Die Berufung des Klägers gegen das Urteil des Sozialgerichts Gelsenkirchen vom 31.03.2005 wird zurückgewiesen. Kosten sind nicht zu erstatten. Die Revision wird nicht zugelassen.
Tatbestand:
Die Beteiligten streiten darüber, ob die Beklagte den Kläger mit dem Medikament Caverject zur Behandlung der erektilen Dysfunktion versorgen muss.
Der 1948 geborene Kläger ist Mitglied der Beklagten. Seit einem im Jahr 1989 erlittenen Unfall besteht eine Querschnittslähmung mit einer erektilen Dysfunktion. Der Kläger ist in der Vergangenheit zu Lasten der Beklagten mit dem Medikament Caverject im Rahmen einer Schwellkörperautoinjektionstherapie versorgt worden.

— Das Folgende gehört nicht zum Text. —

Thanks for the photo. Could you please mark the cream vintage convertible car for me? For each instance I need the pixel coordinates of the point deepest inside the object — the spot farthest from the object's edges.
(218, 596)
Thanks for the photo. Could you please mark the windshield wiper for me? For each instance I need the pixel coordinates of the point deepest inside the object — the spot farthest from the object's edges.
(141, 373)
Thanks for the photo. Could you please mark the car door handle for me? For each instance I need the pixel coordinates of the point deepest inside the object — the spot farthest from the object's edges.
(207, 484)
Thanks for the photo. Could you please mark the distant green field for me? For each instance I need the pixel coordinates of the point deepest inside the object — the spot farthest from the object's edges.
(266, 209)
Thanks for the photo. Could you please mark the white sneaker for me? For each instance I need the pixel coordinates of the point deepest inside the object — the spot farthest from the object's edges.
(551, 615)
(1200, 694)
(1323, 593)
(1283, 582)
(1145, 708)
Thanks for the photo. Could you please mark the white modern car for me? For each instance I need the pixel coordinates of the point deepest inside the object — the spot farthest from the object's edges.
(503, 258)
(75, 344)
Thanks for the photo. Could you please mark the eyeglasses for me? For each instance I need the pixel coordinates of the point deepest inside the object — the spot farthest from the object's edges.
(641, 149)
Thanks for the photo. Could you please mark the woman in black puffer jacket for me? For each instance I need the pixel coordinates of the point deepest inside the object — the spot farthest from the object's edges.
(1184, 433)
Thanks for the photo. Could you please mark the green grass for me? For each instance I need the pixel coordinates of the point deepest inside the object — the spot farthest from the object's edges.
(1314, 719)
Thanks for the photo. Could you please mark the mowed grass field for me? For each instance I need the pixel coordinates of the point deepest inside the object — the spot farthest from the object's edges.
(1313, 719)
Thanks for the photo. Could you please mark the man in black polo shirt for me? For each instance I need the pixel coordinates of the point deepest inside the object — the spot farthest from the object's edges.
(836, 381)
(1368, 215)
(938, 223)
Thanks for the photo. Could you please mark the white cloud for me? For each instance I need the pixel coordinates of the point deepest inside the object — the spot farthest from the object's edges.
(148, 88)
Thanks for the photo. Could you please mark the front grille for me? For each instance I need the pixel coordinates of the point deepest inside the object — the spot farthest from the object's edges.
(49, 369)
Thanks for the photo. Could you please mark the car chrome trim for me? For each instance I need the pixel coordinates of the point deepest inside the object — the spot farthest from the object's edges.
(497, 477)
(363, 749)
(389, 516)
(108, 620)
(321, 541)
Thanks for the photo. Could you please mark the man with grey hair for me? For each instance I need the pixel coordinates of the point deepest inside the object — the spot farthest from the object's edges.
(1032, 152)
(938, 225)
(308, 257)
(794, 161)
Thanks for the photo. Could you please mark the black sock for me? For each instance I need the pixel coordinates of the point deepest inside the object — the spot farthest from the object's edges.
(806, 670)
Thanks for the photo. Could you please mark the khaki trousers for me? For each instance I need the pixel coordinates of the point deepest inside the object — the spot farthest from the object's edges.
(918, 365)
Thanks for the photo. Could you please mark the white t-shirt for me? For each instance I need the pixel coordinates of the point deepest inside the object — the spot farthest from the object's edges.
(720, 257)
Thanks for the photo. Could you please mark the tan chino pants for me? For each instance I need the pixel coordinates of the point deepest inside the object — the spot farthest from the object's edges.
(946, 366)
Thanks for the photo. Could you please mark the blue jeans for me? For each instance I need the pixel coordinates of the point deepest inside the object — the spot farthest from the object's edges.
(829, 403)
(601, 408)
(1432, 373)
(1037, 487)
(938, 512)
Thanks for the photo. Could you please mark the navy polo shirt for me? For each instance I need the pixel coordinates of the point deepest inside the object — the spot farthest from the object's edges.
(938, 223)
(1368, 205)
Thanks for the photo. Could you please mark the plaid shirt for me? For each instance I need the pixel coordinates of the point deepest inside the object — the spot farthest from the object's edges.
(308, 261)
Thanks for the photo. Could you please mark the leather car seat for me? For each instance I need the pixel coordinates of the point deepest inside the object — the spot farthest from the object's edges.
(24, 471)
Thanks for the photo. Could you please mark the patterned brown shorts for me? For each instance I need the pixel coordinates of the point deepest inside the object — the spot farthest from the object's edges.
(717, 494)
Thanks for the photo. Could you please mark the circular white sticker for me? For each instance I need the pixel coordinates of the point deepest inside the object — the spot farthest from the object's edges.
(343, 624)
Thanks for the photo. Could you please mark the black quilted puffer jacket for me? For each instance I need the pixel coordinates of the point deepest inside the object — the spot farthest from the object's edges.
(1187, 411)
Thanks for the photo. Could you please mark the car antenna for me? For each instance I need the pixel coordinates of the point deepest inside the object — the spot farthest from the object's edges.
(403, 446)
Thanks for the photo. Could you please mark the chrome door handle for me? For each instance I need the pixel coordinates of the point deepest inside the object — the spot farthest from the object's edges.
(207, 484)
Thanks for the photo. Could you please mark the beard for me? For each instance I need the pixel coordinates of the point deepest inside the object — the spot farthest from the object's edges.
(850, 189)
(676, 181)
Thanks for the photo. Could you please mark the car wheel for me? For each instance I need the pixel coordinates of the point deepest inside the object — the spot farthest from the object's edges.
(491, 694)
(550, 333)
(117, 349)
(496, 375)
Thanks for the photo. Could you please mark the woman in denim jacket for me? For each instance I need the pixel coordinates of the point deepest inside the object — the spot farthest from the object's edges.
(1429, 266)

Mit einer privatärztlichen Verordnung vom 09.02.2004 beschaffte sich der Kläger am 12.02.2004 erneut das Medikament Caverject (Kosten 294,00 Euro). Die beantragte Kostenerstattung lehnte die Beklagte mit Bescheid vom 02.03.2004 ab, da auf Grund der seit dem 01.01.2004 geltenden Rechtslage das Arzneimittel Caverject nicht zu Lasten der gesetzlichen Krankenkasse verordnet werden könne. Gegen den nicht mit einer Rechtsmittelbelehrung versehenen Bescheid legte der Kläger am 11.11.2004 Widerspruch ein, zu dessen Begründung er auf eine Stellungnahme des Privatdozenten Dr. Q vom 28.09.2004 verwies, wonach die Caverject-Medikation nicht primär zum Potenzerhalt, sondern zum möglichst adäquaten Aufrechterhalten der Lebensqualität durch das Vermeiden einer reaktiven Depression indiziert sei. Mit Widerspruchsbescheid vom 15.12.2004 wies die Beklagte den Widerspruch zurück.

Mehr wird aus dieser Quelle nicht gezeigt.